Julie, je te comprends

Comment se fait-il qu’en tant que société, on considère qu’une personne grosse n’est attirante que pour une autre personne grosse? Comment avons-nous intériorisé un tel discours discriminatoire?

Je n’écoute pas Occupation Double. Par contre, j’ai été bombardé sur mon fil Facebook de publications en lien avec Julie, candidate à l’émission. Pour celles et ceux qui ne suivent pas l’émission, en voici un portrait malheureusement assez familier : Julie est la seule candidate plus-size, placée là pour donner une illusion de diversité corporelle. Elle est confrontée au fait qu’elle n’est la préférée d’aucun des gars de l’aventure, qui la considèrent comme une amie comique avec aucun potentiel romantique.

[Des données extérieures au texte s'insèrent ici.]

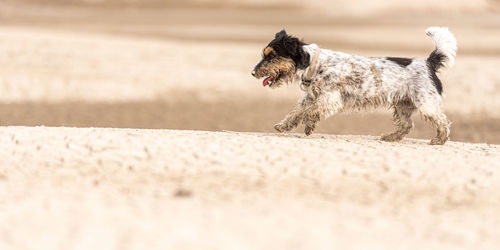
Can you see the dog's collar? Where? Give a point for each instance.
(306, 81)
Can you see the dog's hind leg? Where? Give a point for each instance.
(442, 125)
(402, 119)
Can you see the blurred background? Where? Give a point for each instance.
(186, 64)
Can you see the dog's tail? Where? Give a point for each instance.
(446, 48)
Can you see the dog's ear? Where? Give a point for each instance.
(291, 45)
(302, 59)
(280, 34)
(294, 48)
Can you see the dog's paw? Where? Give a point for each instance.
(392, 137)
(280, 127)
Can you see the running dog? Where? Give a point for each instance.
(335, 82)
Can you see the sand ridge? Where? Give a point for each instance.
(94, 187)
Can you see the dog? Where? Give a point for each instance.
(335, 82)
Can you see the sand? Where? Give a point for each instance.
(85, 188)
(192, 161)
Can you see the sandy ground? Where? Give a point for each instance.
(75, 188)
(186, 65)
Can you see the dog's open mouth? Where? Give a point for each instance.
(269, 80)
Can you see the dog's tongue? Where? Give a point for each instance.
(267, 80)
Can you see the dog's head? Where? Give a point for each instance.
(280, 60)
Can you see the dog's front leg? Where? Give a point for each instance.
(293, 119)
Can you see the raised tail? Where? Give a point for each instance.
(445, 51)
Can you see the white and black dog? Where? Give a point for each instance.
(334, 82)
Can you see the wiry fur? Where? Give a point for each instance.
(344, 82)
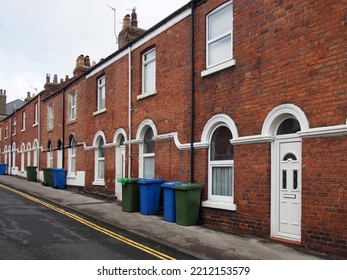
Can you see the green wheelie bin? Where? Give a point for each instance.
(130, 194)
(187, 203)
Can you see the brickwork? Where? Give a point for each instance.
(286, 53)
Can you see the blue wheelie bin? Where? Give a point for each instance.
(59, 178)
(150, 196)
(170, 201)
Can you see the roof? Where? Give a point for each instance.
(13, 104)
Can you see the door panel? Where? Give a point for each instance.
(289, 212)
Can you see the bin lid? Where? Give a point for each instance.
(191, 186)
(172, 184)
(151, 181)
(59, 169)
(123, 181)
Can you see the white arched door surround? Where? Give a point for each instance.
(283, 123)
(146, 156)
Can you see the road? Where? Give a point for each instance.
(31, 229)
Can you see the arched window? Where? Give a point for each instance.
(72, 155)
(100, 172)
(288, 126)
(50, 154)
(221, 165)
(148, 154)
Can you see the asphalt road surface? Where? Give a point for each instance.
(32, 231)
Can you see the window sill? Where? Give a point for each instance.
(72, 122)
(103, 110)
(147, 94)
(219, 205)
(218, 67)
(99, 183)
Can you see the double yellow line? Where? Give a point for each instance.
(112, 234)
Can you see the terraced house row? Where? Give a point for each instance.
(247, 98)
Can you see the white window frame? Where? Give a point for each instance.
(50, 159)
(98, 181)
(50, 117)
(6, 130)
(36, 115)
(145, 63)
(228, 62)
(23, 121)
(73, 106)
(14, 126)
(101, 91)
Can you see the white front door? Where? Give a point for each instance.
(120, 169)
(287, 194)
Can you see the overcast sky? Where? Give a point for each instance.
(47, 36)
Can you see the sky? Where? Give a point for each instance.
(45, 36)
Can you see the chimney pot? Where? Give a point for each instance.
(87, 61)
(126, 21)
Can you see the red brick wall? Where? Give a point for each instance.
(324, 194)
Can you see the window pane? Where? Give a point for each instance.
(221, 149)
(148, 167)
(149, 55)
(148, 142)
(289, 126)
(222, 181)
(220, 22)
(219, 51)
(101, 169)
(149, 77)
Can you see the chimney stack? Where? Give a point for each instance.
(82, 65)
(2, 102)
(130, 30)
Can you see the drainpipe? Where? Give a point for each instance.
(38, 154)
(192, 126)
(63, 149)
(129, 110)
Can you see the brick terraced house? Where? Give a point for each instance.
(248, 98)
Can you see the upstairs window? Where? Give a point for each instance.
(50, 117)
(36, 116)
(14, 126)
(219, 39)
(6, 130)
(72, 106)
(23, 120)
(148, 72)
(101, 94)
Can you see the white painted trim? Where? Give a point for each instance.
(254, 139)
(218, 67)
(219, 205)
(141, 131)
(215, 121)
(281, 113)
(117, 135)
(328, 131)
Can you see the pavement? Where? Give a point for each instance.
(196, 241)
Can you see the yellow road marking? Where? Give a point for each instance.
(112, 234)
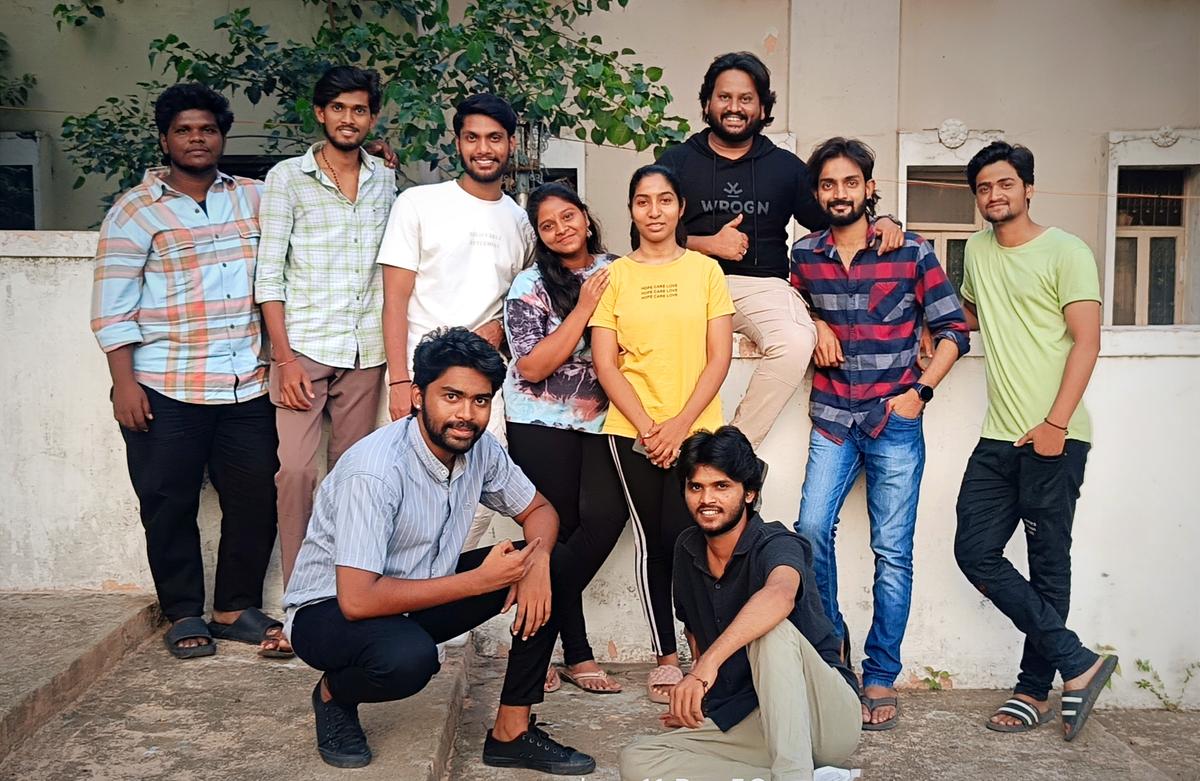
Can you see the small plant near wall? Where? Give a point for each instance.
(937, 679)
(1155, 685)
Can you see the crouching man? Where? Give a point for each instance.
(379, 580)
(767, 696)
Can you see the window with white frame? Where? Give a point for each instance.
(1150, 252)
(941, 208)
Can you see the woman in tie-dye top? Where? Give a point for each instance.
(555, 406)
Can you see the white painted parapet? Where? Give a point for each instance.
(69, 517)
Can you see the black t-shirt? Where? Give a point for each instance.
(707, 606)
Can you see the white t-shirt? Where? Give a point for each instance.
(465, 251)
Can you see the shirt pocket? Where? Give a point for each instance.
(891, 301)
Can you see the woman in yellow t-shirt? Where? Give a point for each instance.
(661, 343)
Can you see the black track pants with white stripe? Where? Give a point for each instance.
(659, 515)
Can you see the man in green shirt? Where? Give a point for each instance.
(1035, 295)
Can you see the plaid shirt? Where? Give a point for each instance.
(875, 308)
(318, 256)
(175, 281)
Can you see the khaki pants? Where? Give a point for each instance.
(772, 314)
(483, 520)
(351, 396)
(808, 716)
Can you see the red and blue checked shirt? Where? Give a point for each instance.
(178, 282)
(876, 310)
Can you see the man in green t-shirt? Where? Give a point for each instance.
(1035, 295)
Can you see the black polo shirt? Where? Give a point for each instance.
(707, 606)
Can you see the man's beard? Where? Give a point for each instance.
(486, 179)
(439, 434)
(749, 130)
(342, 145)
(735, 518)
(841, 221)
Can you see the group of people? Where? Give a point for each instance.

Sur Internet, les gens rationnalisent son impopularité comme si c’était absolument inévitable : des gars musclés ne trouveront jamais une fille comme Julie attirante. C’est, selon bien des gens, la dure loi de la jungle. 

La solution pour plusieurs internautes? Mettre des gars gros dans l’émission pour donner une chance à des filles comme Julie. Plusieurs blâment la production d’avoir apparemment choisi des gars qui n’aiment pas les filles rondes. 

Un peu de diversité corporelle au niveau des gars (pas juste à OD) ne ferait évidemment pas de tort, mais la réflexion doit être poussée plus loin. Comment se fait-il qu’une si grande partie des téléspectateurs, bien qu’empathiques au sort de Julie, ne trouve comme solution que d’amener d’autres gros à l’émission? Comment se fait-il qu’en tant que société, on considère qu’une personne grosse n’est attirante que pour une autre personne grosse? Comment avons-nous intériorisé un tel discours discriminatoire?

J’aimerais rappeler au public que dans une société comme la nôtre, les goûts ne sont malheureusement pas dans la nature. Nous ne sommes pas des animaux de la jungle. Nous avons emmagasiné une quantité d’informations depuis notre enfance qui influencent nos décisions, nos choix, et même nos envies. Vous n’êtes pas nés en étant attirés par des intellos, des tatouages ou des casquettes à l’envers. Vous êtes attirés par votre conception sociale et culturelle de ces types. 

Pour ce qui est des personnes grosses, notre société nous a façonné un seul modèle assez clair. Les gros, depuis notre enfance, nous sont présentés comme des paresseux, des accrocs à la nourriture, en plus d’être le comic-relief par excellence. Que ce soit à la télévision, sur le web ou dans les productions culturelles de tous genres, les personnages gros que nous voyons sont souvent non-populaires, appréciés pour leur bon coeur et leur sens de l’humour, mais jamais considérés pour leur sex-appeal (inexistant). Ils sont drôles, utilisés comme blagues ou pour renforcer une blague (comme dans la pub de Maxi avec Martin Matte). S’ils entretiennent une relation amoureuse, c’est un accomplissement inusité. Si une personne mince tombe amoureuse d’une personne grosse, c’est grâce à sa personnalité et non à une attirance pour son corps. On est gros MAIS on est fins. On est une bonne personne MALGRÉ notre grosseur. 

On grandit avec cette pression constante d’être la personne la plus drôle, la plus gentille, pour espérer avoir droit à l’amour, à la sexualité et au respect. On grandit avec cette impression que notre corps sera toujours un obstacle. Le sort de Julie nous plonge directement dans cette réalité du monde du dating : on a beau être beau, drôle, intelligent, respectueux, si on est gros on est disqualifiés. 

Bref, ne vous étonnez pas que Julie passe son temps à faire des blagues et à montrer sa forte personnalité. Toute la société répète que c’est là son seul atout.

J’en appelle donc aux créateurs de tous genres : on a besoin d’une représentation diversifiée. On a besoin de personnes grosses sexy, attirantes et confiantes. 

 

Et en tant que public, on a le devoir de les applaudir.